Aan de Voorzitter van de Tweede Kamer der Staten-Generaal
Den Haag, 22 december 2008
Tijdens de plenaire behandeling door uw Kamer van het wetsvoorstel Wijziging van de Wet gelijke behandeling op grond van handicap en chronische ziekte (Wgbh/cz) in verband met de uitbreiding met onderwijs als bedoeld in de Wet op het primair onderwijs en de Wet op het voortgezet onderwijs en met wonen, op 3 september 2008 (Handelingen II, 2007/08, 107, blz. 7797), heeft de minister voor Wonen, Wijken en Integratie in reactie op vragen van het lid Van Miltenburg, over het bestaan van gemeentelijke verordeningen, waarin wordt geregeld dat gehandicapten die voor het eerst een zelfstandige woning willen betrekken niet in aanmerking komen voor een vergoeding voor woningaanpassingen op grond van de Wmo, toegezegd contact op te nemen met de Vereniging van Nederlandse Gemeenten (VNG).
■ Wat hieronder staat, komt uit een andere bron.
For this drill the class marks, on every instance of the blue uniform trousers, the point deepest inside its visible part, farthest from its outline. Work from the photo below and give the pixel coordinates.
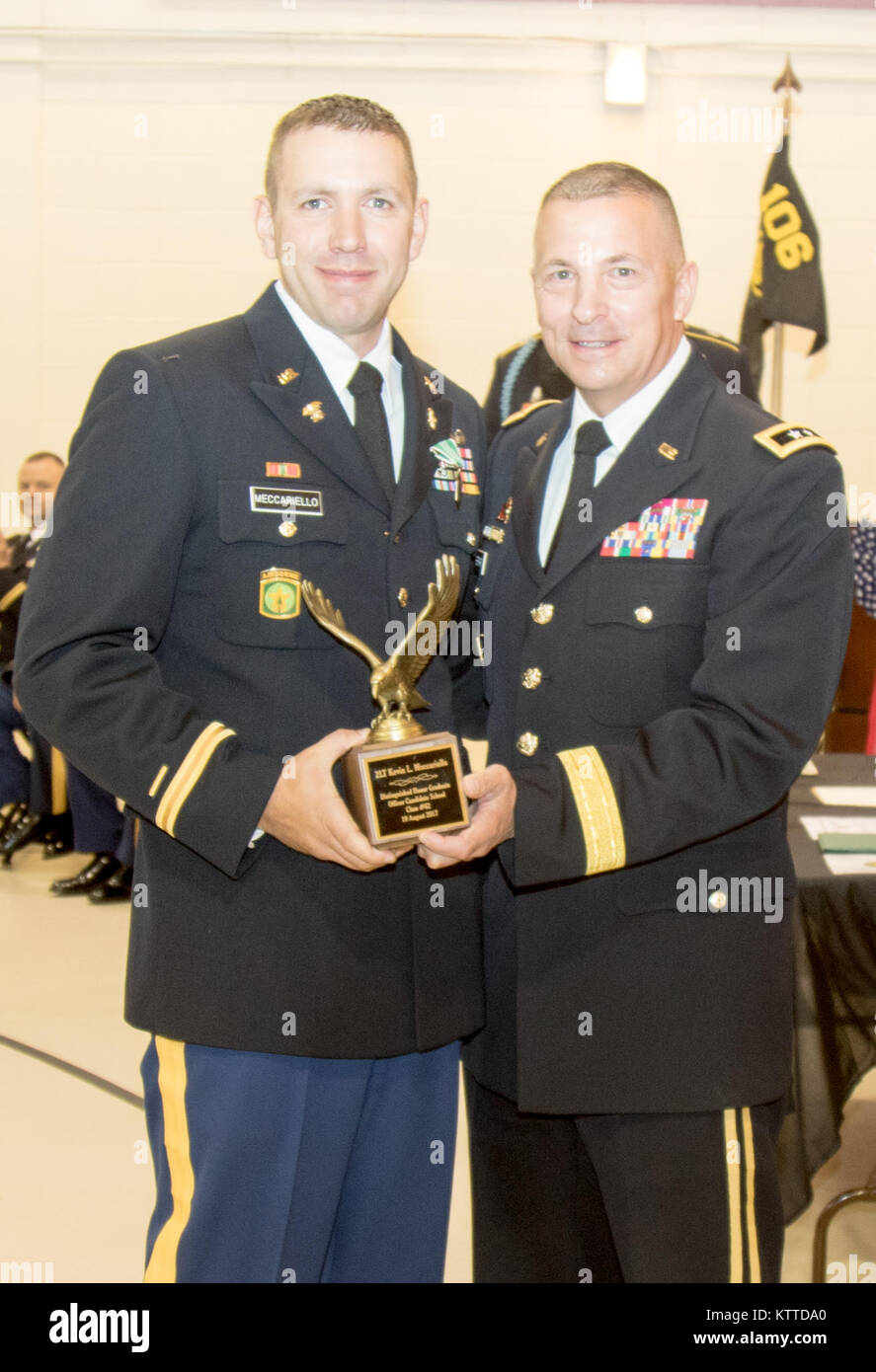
(274, 1168)
(14, 769)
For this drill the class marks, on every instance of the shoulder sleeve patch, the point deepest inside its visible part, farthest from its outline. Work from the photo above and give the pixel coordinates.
(784, 439)
(527, 409)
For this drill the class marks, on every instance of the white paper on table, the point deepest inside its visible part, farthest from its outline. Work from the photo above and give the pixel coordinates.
(816, 825)
(851, 865)
(860, 796)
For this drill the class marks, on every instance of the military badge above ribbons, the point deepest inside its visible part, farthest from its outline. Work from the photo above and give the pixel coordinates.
(454, 471)
(668, 528)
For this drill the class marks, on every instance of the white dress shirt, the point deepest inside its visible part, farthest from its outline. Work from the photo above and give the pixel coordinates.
(340, 362)
(621, 425)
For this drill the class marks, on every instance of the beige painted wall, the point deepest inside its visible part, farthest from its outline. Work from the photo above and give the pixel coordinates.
(132, 137)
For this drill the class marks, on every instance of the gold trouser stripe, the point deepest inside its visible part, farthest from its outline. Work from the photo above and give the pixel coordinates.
(159, 777)
(172, 1087)
(734, 1189)
(189, 774)
(13, 595)
(752, 1227)
(59, 782)
(597, 808)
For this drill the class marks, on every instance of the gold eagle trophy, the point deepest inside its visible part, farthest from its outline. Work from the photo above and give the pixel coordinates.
(401, 782)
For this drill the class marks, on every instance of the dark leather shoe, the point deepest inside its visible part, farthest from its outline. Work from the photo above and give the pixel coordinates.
(98, 870)
(58, 837)
(13, 816)
(29, 830)
(115, 888)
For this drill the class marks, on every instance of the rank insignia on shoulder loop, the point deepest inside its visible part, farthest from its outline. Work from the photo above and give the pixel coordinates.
(291, 470)
(784, 439)
(279, 593)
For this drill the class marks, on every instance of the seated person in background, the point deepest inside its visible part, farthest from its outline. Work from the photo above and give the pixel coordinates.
(524, 375)
(36, 794)
(38, 482)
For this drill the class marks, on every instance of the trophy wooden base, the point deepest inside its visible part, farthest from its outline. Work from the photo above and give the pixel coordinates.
(398, 791)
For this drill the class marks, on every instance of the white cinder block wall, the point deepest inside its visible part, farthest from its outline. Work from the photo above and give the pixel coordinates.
(133, 136)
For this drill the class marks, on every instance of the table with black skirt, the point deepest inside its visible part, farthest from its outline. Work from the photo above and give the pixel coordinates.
(835, 992)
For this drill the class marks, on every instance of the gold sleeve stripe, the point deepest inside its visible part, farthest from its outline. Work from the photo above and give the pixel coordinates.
(172, 1087)
(159, 777)
(189, 774)
(597, 808)
(13, 595)
(752, 1227)
(734, 1191)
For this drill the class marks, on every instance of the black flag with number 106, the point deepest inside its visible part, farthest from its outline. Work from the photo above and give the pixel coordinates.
(785, 283)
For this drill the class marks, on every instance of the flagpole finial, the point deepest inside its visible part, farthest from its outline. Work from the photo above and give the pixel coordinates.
(787, 81)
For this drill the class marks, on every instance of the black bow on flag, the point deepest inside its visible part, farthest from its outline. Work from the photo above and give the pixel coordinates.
(785, 283)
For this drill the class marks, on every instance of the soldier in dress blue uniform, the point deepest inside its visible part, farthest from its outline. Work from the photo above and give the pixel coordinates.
(305, 991)
(671, 608)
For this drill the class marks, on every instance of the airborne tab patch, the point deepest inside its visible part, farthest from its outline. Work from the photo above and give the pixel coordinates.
(784, 439)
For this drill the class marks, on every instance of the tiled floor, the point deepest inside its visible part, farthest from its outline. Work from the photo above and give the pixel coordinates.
(76, 1182)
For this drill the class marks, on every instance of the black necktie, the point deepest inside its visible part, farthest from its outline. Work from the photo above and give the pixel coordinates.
(591, 439)
(365, 386)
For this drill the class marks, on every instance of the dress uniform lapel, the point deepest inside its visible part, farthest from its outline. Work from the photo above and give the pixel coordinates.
(530, 477)
(301, 397)
(429, 418)
(654, 464)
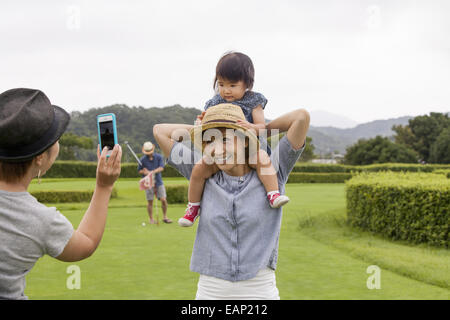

Als eerst verantwoordelijke bewindspersoon voor de Wmo en de Wgbh/cz heb ik hierover met de VNG overleg gevoerd.
De VNG is met het kabinet van mening dat ook jong gehandicapten gecompenseerd dienen te worden voor hun beperkingen en dat het onwenselijk is om deze groep uit te sluiten. De huidige Wmo-modelverordening is echter voor wat betreft de verlening van woonvoorzieningen nog grotendeels gebaseerd op het verlenen van woningaanpassingen zoals dat door de voormalige Wet voorzieningen gehandicapten (Wvg) werd geregeld. Mensen met een handicap die voor de eerste keer zelfstandig gaan wonen, worden in de huidige modelverordening uitgesloten van woningaanpassingen. Dit is echter niet de gangbare praktijk. Gemeenten zijn wel degelijk ook deze groep behulpzaam bij het vinden van geschikte woonruimte. In die gevallen waarin geschikte woonruimte niet op korte termijn beschikbaar is, worden ook voor jong gehandicapten woningen geschikt gemaakt voor de aanvrager.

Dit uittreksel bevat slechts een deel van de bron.